# Sexing with a String????



## PapaPigeon (Dec 22, 2004)

I saw in the new Foy's catalog one of those metal things that hangs on the end of string that is supposed to "sex" the birds. I've heard mostly skeptical things, but I was wondering what you guys thought. I think it's just funny to see people swinging dental floss in front of a pigeons head. Haha. How exactly is this suppsed to work?


----------



## Birdmom4ever (Jan 14, 2003)

*Sexing w/ string*

I've seen that item in Foy's catalog, too. I think it's supposed to work the same way as hanging a pregnant woman's wedding ring from a string and dangling it over her belly to determine the sex of her baby. Forgive me for sounding cynical, but it sounds like an old wives' tale to me. Of course the method has a 50% chance of being correct. Anyone else care to weigh in on this?


----------



## John_D (Jan 24, 2002)

It's the pendulum thing, I guess. You first 'tell it' which way round it should rotate for 'true'. Then, allegedly, you can thereafter dangle the pendulum over something, or someone and ask a question which has a yes/no answer. The idea is that the pendulum will rotate according to whether the answer is yes (true) or no. I believe that it will work when someone *knows* 'subconsciously' what the answer is, but of course a strong wish for something to be true or false might influence it. I have read that it is an unnoticeable 'twitch' of muscles in the finger and thumb, directed by our subconscious, which actually rotates the thing.

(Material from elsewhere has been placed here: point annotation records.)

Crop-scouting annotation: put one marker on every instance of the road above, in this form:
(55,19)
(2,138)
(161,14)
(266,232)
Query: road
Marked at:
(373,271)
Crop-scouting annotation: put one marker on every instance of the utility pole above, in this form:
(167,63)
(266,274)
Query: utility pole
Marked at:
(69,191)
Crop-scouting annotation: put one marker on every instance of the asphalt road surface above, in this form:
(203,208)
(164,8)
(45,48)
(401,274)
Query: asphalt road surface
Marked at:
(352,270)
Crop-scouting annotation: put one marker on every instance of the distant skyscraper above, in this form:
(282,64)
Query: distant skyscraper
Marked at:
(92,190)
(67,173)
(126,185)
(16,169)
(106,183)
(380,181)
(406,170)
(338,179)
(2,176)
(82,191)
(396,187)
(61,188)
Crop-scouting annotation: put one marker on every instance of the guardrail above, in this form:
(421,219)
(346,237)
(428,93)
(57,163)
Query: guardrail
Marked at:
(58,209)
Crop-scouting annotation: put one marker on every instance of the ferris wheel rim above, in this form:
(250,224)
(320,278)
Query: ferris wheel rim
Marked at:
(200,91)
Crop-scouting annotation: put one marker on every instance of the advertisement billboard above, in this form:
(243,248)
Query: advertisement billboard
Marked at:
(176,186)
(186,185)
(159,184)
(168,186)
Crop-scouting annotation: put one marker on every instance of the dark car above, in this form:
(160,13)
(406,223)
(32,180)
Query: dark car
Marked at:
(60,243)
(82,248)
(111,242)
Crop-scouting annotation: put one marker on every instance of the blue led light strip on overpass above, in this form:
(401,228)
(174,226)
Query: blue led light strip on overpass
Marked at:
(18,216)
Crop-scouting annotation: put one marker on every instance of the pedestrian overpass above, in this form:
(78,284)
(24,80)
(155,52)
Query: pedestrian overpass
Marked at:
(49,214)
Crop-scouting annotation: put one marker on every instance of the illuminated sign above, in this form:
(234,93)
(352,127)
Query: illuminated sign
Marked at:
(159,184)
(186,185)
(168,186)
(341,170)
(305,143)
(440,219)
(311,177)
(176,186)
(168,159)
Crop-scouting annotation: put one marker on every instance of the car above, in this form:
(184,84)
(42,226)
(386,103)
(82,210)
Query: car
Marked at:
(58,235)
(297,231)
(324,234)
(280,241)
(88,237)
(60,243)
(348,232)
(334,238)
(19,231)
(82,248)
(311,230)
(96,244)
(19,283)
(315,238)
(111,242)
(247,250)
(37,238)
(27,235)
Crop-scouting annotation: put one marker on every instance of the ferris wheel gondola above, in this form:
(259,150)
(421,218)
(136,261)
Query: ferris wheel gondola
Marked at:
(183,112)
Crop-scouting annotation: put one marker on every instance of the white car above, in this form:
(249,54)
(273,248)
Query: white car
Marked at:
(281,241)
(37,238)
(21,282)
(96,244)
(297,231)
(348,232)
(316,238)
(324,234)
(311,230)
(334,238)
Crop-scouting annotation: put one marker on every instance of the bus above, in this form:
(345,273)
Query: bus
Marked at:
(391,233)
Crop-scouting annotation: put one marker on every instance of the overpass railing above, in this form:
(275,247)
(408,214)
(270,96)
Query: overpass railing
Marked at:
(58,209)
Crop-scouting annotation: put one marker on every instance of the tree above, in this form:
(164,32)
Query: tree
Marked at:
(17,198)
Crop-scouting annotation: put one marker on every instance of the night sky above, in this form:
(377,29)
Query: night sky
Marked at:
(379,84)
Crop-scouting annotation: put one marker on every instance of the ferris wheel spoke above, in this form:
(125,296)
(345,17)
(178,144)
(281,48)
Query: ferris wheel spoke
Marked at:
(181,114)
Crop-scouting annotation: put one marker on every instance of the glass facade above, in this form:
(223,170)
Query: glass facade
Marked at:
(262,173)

But, of course, all that might be wrong and it could be magic 

John


----------



## re lee (Jan 4, 2003)

The use and idea of it has been around forseveral years. I first saw this in the late 1980s. And that person still uses it today. If you strat by holding the bird say to you midsection. The just behind the kneck at the shoulder level of the bird start by making a circler rotaion. of the indicater. if its a hen it is supposed to stay going in a circle. if a cock it will start to swing back and forth . I have a certion doupt. but several people believe in it. I say after you have grown to know more about pigeons you can get a good idea of which is a hen or cock. But then yet sometimes a bird will fool you. So its if it helps you then use it. But lear from it so you learn the pigeons.


----------



## JGregg (Jul 28, 2003)

*dousing for pigeons*

The principle behind the pendulum is dousing. Like how people douse for water and other stuff.

It's total B.S. 

But thinking of dousing for pigeons is a funny concept!


----------



## Lin Hansen (Jan 9, 2004)

Well, if the string, the pendulum, and the dousing rod don't work....we could always try the Magic 8 Ball.....  LOL (sorry, couldn't resist!)  

Linda


----------



## Yong (Oct 15, 2003)

Linda!  roflol...Yong


----------